Is mixed action spaces supported?

Jay · February 22, 2023, 8:21am

How severe does this issue affect your experience of using Ray?

High: It blocks me to complete my task.

In the MLagent Dodgeball game, there are both discrete and continuous action branches. I read that RLlib does not support mixed action spaces. Can I confirm that try to define action space like below will be impossible? Thanks!

mannyv · February 22, 2023, 1:28pm

Hi @Jay,

It will depend on the algorithm you want to use. Mainly if that algorithm can support continuous action spaces. If it can the yes they should be supported. Here is an example from the repository:

github.com

ray-project/ray/blob/master/rllib/examples/nested_action_spaces.py

import argparse
from gymnasium.spaces import Dict, Tuple, Box, Discrete
import os

import ray
from ray import air, tune
from ray.tune.registry import register_env
from ray.rllib.examples.env.nested_space_repeat_after_me_env import (
    NestedSpaceRepeatAfterMeEnv,
)
from ray.rllib.utils.test_utils import check_learning_achieved
from ray.tune.registry import get_trainable_cls

parser = argparse.ArgumentParser()
parser.add_argument(
    "--run", type=str, default="PPO", help="The RLlib-registered algorithm to use."
)
parser.add_argument(
    "--framework",
    choices=["tf", "tf2", "torch"],

This file has been truncated. show original

Jay · February 22, 2023, 1:47pm

Thanks for the reply!

Is it possible for you to explain the code to me?

env_config={
                "space": Dict(
                    {
                        "a": Tuple(
                            [Dict({"d": Box(-10.0, 10.0, ()), "e": Discrete(2)})]
                        ),
                        "b": Box(-10.0, 10.0, (2,)),
                        "c": Discrete(4),
                    }
                ),
            }

In this code, this is how the space is defined.
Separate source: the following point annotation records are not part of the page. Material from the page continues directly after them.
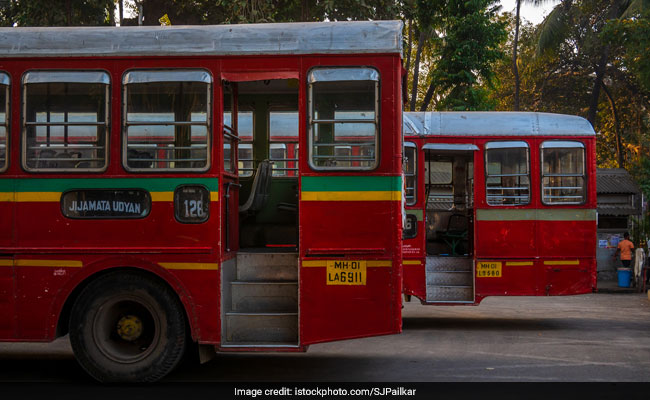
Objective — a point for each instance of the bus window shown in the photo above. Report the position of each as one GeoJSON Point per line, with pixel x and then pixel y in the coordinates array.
{"type": "Point", "coordinates": [343, 114]}
{"type": "Point", "coordinates": [167, 120]}
{"type": "Point", "coordinates": [563, 172]}
{"type": "Point", "coordinates": [438, 181]}
{"type": "Point", "coordinates": [283, 142]}
{"type": "Point", "coordinates": [410, 152]}
{"type": "Point", "coordinates": [507, 177]}
{"type": "Point", "coordinates": [245, 148]}
{"type": "Point", "coordinates": [4, 121]}
{"type": "Point", "coordinates": [65, 120]}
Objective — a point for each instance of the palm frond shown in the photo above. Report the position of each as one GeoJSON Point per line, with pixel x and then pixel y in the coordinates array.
{"type": "Point", "coordinates": [635, 7]}
{"type": "Point", "coordinates": [553, 30]}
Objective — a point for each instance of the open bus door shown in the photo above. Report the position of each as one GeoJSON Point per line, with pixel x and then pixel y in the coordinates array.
{"type": "Point", "coordinates": [449, 216]}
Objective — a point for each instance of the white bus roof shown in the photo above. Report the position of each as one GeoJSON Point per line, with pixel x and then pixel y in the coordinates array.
{"type": "Point", "coordinates": [494, 123]}
{"type": "Point", "coordinates": [244, 39]}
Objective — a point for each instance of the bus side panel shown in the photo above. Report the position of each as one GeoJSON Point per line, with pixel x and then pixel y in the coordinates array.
{"type": "Point", "coordinates": [333, 312]}
{"type": "Point", "coordinates": [354, 231]}
{"type": "Point", "coordinates": [570, 279]}
{"type": "Point", "coordinates": [567, 239]}
{"type": "Point", "coordinates": [509, 239]}
{"type": "Point", "coordinates": [45, 282]}
{"type": "Point", "coordinates": [519, 277]}
{"type": "Point", "coordinates": [54, 231]}
{"type": "Point", "coordinates": [415, 278]}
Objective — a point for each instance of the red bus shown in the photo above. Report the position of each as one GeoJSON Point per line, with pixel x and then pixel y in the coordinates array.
{"type": "Point", "coordinates": [498, 204]}
{"type": "Point", "coordinates": [163, 186]}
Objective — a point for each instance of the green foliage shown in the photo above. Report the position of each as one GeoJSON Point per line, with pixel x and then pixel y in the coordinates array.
{"type": "Point", "coordinates": [55, 12]}
{"type": "Point", "coordinates": [633, 37]}
{"type": "Point", "coordinates": [465, 44]}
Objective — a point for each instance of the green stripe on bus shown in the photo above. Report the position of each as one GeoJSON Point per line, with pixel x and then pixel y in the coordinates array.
{"type": "Point", "coordinates": [537, 215]}
{"type": "Point", "coordinates": [351, 183]}
{"type": "Point", "coordinates": [62, 184]}
{"type": "Point", "coordinates": [419, 214]}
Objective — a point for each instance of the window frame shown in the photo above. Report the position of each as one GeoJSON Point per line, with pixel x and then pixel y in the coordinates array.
{"type": "Point", "coordinates": [284, 171]}
{"type": "Point", "coordinates": [336, 74]}
{"type": "Point", "coordinates": [241, 141]}
{"type": "Point", "coordinates": [208, 120]}
{"type": "Point", "coordinates": [508, 144]}
{"type": "Point", "coordinates": [414, 174]}
{"type": "Point", "coordinates": [70, 79]}
{"type": "Point", "coordinates": [563, 144]}
{"type": "Point", "coordinates": [6, 82]}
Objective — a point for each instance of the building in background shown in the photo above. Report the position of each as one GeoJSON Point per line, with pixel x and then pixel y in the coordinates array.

Is this referring to the action space or the observation space? Is there a meaning to “a”, “b” or “c”?

Thank you for your time!

mannyv · February 22, 2023, 3:09pm

Hi @Jay,

In this particular environment the observation and action spaces are identical. That does not need to be the case it just happens to be for this example.

There is nothing special about the key names, they can be whatever the environment chooses.

Jay · February 22, 2023, 3:40pm

Hi @mannyv

Can I trouble you to look at my implementation?

github.com

lohdaijiu/RLlib-implementation/blob/main/Dodgeball_Training.py

"""
Example of running an RLlib Trainer against a locally running Unity3D editor
instance (available as Unity3DEnv inside RLlib).
For a distributed cloud setup example with Unity,
see `examples/serving/unity3d_[server|client].py`

To run this script against a local Unity3D engine:
1) Install Unity3D and `pip install mlagents`.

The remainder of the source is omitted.